301 vs 302 Redirects: When to Use Each (and Why It Matters)
- May 15, 2025
- Redirects & HTTP Status Codes
A redirect points one URL to another, but the type of redirect tells search engines how to treat the move. Getting 301 vs 302 wrong is one of the most common — and most damaging — technical SEO mistakes.

The difference
- 301 (Permanent): "This page has moved for good." Search engines transfer ranking signals to the new URL and update the index to it.
- 302 (Temporary): "This is a temporary detour." Search engines keep the original URL indexed and do not fully pass signals to the destination.
When to use each
- Use a 301 for permanent moves: changed URLs, site migrations, consolidating duplicates, http→https, www normalization, retiring a page in favor of another.

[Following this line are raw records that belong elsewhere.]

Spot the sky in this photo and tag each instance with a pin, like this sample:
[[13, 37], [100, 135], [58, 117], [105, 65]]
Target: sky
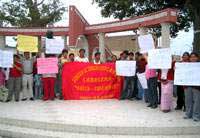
[[92, 13]]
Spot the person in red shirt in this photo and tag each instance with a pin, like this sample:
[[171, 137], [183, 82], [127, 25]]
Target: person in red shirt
[[15, 79]]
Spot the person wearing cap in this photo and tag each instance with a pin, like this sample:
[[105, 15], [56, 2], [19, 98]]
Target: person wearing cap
[[81, 57]]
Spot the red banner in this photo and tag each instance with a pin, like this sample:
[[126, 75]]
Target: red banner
[[83, 81]]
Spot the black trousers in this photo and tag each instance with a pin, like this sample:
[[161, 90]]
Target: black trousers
[[180, 97]]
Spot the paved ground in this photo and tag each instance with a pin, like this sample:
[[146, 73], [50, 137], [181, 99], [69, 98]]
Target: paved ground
[[94, 113]]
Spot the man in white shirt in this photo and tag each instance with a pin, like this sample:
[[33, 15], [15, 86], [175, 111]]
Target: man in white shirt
[[81, 57]]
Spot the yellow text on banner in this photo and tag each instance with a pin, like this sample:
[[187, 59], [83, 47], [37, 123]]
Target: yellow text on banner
[[27, 43]]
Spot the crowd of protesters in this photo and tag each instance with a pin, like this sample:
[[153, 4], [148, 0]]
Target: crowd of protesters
[[23, 80]]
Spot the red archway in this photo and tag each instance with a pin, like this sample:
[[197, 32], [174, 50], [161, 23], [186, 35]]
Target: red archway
[[78, 25]]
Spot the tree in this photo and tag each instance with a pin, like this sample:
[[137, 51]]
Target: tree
[[31, 13], [188, 15]]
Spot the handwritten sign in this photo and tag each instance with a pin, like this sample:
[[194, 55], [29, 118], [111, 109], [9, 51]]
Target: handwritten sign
[[187, 74], [143, 80], [47, 65], [27, 43], [160, 58], [125, 68], [146, 43], [54, 46], [6, 59]]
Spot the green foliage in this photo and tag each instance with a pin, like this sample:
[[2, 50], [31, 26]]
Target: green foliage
[[131, 8], [31, 13]]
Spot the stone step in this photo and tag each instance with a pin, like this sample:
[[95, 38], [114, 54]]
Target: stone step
[[7, 131], [100, 130]]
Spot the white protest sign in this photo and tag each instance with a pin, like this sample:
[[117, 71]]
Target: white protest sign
[[160, 58], [143, 80], [146, 43], [187, 74], [54, 46], [125, 68], [6, 59]]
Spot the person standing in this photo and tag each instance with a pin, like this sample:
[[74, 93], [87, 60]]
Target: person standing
[[15, 79], [63, 58], [81, 57], [37, 79], [71, 57], [167, 78], [113, 58], [192, 96], [141, 64], [27, 78], [152, 87], [180, 89], [128, 86], [97, 57], [48, 81]]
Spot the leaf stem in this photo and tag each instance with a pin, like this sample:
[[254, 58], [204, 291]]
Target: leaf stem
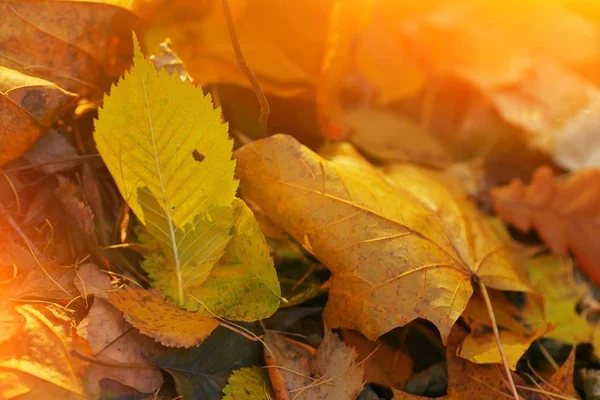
[[488, 304], [239, 55]]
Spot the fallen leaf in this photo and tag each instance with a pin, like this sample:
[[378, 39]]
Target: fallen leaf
[[553, 277], [243, 285], [467, 379], [10, 322], [92, 281], [248, 384], [53, 146], [477, 381], [519, 326], [385, 365], [388, 137], [284, 55], [39, 277], [399, 248], [564, 212], [78, 45], [562, 380], [153, 316], [185, 204], [334, 365], [76, 211], [114, 341], [38, 363], [200, 373], [29, 106]]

- Use a 302 only for genuinely temporary situations: a page down for maintenance, A/B tests, short-term promotions, geo/device redirects you intend to keep changing.
The costly mistake
Using a 302 for a permanent move. The old URL stays indexed, signals do not consolidate, and the new page struggles to rank. If a move is permanent, it should be a 301 — full stop. Conversely, 301'ing something temporary bakes in a change you meant to reverse.
How to get it right
- Decide: is this move permanent? If yes, 301.
- Redirect to the most relevant equivalent page, not just the homepage.
- Avoid redirect chains — point straight to the final URL.
- Update internal links to the destination so you are not relying on the redirect.